Он откинул одеяло и присел на край постели.

– Слушаю, – сказал я.

Он насупился и тяжело вздохнул:

– Я трус.

– Это совсем неплохо, смелость ничего, кроме хлопот и проблем, не приносит.

– Я страшный трус. Вот сейчас сижу здесь, а сердце колотится и колени дрожат.

– И давно это у тебя?

– Давно. Но в последнее время я очень переживаю из-за этого, вся моя энергия идет на то, чтоб никто ничего не заметил.

– А как же ты майором стал?

– Это заслуга моего дяди, он партийный руководитель, я тут ни при чем.

Он достал из портсигара одну сигарету и протянул мне. Затем дал прикурить и сказал:

– Я восхищаюсь вашей биографией. – У него были манеры, как у мальчиков, воспитанных в хороших семьях.

«Интересно, чего он хочет?» – подумал я.

Он продолжал смиренным тоном:

– Надеюсь, я тоже скоро изменюсь, подавлю страх и стану другим человеком.

– И как ты собираешься этого достичь?

– Я разработал систему, – сказал он и умолк.

Я встретился с ним взглядом.

– Начал с гуся. Отрезал ему голову и ощутил странное спокойствие. Затем застрелил из пистолета большую бродячую собаку, мне стало еще лучше, будто сил прибавилось. Теперь я принял решение убить человека.

Он был возбужден, глаза горели. «Что он несет?» – подумал я и ощутил, как наручники стали сжимать мне запястья, видимо, я невольно пытался освободить руки.

– Уверен, это еще больше укрепит мою психику и придаст мне смелости.

Что я мог сказать?

Он наклонился ко мне, его лицо оказалось совсем близко, и спросил:

– Когда вы впервые взглянули на убитого вами человека, какие у вас были чувства? Какие перемены вы обнаружили в себе?

– Не помню, я не думал ни о чем подобном.

– Жаль, – сказал он.

– А не боишься, что пустишься во все тяжкие, мне приходилось видеть таких, – сказал я.
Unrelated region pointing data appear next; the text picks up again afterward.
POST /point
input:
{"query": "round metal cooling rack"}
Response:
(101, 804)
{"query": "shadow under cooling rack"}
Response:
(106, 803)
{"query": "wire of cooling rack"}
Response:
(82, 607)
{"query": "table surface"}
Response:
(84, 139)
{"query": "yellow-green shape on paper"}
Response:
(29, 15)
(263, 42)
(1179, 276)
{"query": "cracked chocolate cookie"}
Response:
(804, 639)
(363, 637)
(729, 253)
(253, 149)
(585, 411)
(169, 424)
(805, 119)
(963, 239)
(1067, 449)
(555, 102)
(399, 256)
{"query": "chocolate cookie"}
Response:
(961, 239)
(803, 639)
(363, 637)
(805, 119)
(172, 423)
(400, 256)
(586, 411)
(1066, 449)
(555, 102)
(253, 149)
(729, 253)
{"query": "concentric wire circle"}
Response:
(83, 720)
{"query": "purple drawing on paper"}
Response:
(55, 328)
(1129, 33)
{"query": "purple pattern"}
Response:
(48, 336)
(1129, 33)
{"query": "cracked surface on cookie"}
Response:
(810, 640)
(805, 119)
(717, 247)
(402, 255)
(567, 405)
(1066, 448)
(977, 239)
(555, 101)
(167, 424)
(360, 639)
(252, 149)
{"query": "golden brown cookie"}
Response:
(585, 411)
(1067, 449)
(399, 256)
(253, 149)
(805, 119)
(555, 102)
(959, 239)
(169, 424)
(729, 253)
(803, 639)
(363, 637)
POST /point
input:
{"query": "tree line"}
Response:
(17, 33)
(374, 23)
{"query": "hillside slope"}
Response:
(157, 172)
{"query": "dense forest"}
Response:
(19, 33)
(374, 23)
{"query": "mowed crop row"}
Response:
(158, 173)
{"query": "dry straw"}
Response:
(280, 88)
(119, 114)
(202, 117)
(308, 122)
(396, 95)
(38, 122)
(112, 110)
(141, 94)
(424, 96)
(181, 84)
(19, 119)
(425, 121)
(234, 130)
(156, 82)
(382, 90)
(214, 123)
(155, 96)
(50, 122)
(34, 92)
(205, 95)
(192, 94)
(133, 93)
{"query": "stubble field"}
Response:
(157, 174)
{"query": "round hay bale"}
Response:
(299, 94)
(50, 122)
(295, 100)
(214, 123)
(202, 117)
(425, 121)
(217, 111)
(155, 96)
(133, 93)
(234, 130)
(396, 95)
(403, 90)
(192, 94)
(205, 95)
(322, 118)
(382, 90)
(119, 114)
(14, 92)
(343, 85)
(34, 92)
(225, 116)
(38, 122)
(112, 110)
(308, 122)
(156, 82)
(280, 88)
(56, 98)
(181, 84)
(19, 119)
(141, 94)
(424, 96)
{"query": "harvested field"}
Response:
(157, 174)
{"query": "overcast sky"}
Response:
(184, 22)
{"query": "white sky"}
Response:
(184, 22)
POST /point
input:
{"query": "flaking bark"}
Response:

– Не думаю, что в моем случае такое возможно, я чувствую, что дело идет хорошо.

– Не советую.

– Нет, я уже принял решение, знаю даже, кого собираюсь убить.
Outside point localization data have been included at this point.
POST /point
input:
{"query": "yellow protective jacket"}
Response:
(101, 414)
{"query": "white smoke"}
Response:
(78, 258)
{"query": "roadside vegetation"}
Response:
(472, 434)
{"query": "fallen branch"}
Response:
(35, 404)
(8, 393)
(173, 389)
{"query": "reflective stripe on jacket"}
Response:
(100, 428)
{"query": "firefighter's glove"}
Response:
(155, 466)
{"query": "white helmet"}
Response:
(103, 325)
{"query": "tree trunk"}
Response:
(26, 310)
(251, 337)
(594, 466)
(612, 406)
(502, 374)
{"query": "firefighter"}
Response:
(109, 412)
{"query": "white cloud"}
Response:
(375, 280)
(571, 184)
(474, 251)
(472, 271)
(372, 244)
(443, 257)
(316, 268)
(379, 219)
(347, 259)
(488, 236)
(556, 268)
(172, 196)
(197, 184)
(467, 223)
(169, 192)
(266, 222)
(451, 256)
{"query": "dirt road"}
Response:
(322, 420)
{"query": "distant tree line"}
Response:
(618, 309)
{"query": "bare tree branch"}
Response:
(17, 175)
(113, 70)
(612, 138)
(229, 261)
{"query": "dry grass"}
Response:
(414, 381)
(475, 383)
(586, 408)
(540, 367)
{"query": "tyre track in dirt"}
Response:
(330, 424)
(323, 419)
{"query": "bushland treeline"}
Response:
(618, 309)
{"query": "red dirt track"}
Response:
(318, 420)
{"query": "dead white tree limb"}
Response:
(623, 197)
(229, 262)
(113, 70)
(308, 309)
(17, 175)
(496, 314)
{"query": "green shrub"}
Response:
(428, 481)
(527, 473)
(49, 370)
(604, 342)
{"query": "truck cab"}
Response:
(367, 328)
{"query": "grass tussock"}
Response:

Он замолчал и уставился на меня.

– Кого?

– Я остановил свой выбор на вас, – услышал я, и во рту у меня пересохло.

– Договорюсь с начальником тюрьмы и, когда вас поведут на расстрел, выстрелю я. – Он смущенно улыбнулся и поправил спадавшие на лоб волосы.

Не мог же я сказать ему: «Как ты меня обрадовал!» Хотелось выматериться, но я сдержался, только подумал: «Да пошел ты к черту».

– Поэтому я и хочу, чтобы мы подружились, тогда, надеюсь, нам обоим будет намного легче перенести те тяжелые минуты.

Я ничего не ответил.

– Вы умеете играть в шахматы? – спросил он.

– Да, но плохо.

– Очень хорошо, в следующий раз я принесу шахматы, и мы сыграем.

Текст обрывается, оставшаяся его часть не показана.